I've been a part of several Super Bowl parties at churches over the years. They can be quite fun, and can be a good way to have people come through the door who normally wouldn't think of it.
So it was with dismay that I read about the NFL telling
Fall Creek Baptist Church in Indianapolis that they couldn't follow through with their plans for a Super Bowl party.
Of course, my dismay turned to my more usual disappointment when I read that the reason for the NFL's interest is that Fall Creek Baptist was charging admission to the party. That the admission was designed to defray costs doesn't matter. They're charging to watch the Super Bowl, and whether it's a good thing or not, they don't have the same exemption under Federal law that sports bars do. And while copyright laws in this country are irrational and their enforcement extreme, churches, in my view, should understand at least the basics and follow them all the time.
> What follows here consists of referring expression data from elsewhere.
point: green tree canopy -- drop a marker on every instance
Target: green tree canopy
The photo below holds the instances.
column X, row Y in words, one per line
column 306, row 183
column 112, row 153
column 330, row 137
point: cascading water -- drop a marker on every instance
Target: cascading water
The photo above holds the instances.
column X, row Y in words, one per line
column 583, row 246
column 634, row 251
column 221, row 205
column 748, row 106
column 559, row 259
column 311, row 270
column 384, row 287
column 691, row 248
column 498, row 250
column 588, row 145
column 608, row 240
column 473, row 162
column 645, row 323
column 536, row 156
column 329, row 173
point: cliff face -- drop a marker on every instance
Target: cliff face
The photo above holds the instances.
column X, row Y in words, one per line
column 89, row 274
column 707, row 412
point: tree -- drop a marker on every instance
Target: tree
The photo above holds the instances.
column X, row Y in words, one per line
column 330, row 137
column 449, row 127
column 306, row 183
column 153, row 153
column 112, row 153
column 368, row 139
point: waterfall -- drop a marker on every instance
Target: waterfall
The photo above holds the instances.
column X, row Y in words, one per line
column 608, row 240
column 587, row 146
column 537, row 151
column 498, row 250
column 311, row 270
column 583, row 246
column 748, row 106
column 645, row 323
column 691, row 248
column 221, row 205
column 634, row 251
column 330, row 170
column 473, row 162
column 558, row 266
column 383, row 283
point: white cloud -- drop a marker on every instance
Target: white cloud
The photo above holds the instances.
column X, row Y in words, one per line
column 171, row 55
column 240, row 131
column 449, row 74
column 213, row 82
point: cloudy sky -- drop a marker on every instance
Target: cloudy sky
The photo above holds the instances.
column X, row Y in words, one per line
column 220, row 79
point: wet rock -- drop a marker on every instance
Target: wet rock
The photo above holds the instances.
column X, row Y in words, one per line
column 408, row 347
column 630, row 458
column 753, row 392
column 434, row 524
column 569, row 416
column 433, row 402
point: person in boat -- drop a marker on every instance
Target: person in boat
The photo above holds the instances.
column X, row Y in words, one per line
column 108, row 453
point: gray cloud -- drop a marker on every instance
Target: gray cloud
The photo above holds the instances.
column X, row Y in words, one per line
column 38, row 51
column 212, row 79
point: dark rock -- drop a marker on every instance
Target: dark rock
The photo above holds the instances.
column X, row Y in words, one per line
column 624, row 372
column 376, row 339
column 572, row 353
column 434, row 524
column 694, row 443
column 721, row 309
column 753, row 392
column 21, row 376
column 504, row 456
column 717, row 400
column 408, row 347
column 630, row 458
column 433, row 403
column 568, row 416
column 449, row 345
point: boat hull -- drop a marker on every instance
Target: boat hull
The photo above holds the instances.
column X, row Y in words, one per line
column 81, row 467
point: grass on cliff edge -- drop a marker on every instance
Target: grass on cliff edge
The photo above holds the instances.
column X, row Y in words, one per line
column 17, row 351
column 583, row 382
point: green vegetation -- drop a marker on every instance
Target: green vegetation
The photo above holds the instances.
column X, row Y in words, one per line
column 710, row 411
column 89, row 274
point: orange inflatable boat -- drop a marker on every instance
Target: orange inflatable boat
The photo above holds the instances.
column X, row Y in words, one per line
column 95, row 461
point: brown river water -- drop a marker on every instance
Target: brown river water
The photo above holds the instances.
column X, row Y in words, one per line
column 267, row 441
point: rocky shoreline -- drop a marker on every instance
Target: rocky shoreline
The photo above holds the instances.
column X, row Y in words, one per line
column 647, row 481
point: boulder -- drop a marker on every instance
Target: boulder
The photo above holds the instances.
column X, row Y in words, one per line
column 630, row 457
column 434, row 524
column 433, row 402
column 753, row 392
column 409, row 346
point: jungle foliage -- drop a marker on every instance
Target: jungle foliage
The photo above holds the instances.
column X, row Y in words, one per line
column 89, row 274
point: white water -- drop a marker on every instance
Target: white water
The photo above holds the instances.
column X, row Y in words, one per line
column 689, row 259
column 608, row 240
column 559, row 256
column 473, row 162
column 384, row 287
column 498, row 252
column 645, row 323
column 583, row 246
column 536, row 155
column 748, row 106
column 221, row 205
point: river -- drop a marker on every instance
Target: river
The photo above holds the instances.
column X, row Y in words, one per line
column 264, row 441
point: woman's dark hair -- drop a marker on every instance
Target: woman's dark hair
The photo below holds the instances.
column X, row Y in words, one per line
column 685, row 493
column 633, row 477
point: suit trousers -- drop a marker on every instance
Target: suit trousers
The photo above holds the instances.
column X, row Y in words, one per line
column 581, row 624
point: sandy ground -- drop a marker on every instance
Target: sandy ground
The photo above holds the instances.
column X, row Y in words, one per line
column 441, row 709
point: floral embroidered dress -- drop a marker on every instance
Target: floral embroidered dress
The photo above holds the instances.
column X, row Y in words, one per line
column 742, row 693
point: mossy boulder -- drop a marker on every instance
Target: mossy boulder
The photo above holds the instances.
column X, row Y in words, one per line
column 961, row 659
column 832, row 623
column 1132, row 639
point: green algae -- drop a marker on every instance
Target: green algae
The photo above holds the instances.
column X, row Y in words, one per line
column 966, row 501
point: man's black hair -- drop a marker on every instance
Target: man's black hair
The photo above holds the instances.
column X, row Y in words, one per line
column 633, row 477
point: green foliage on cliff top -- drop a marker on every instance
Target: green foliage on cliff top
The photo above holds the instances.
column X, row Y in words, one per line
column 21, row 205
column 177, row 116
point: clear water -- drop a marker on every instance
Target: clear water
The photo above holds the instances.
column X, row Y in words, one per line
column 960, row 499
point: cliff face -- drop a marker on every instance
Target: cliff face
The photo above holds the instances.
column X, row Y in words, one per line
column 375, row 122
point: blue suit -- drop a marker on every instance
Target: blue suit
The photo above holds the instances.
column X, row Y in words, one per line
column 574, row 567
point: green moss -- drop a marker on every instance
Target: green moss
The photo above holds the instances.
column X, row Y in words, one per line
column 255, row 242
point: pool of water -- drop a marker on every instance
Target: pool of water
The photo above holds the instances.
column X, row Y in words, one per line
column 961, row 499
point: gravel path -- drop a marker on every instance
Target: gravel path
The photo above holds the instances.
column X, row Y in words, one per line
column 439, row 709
What's truly surprising is that they didn't just plan on having an offering plate or basket at one end of the food table with a little sign requesting donations to help with the cost of the food and other supplies. Apparently Baptists aren't as good as Nazarenes at providing a chance for people to give an "offering."
The 55-inch screen thing is still bothersome, though again what got the NFL's attention was charging admission. I also happen to think that charging admission for an "outreach" event is a bit crass and perhaps overly optimistic, since a Baptist church is unlikely to have much of a beer selection for this beeriest of football games.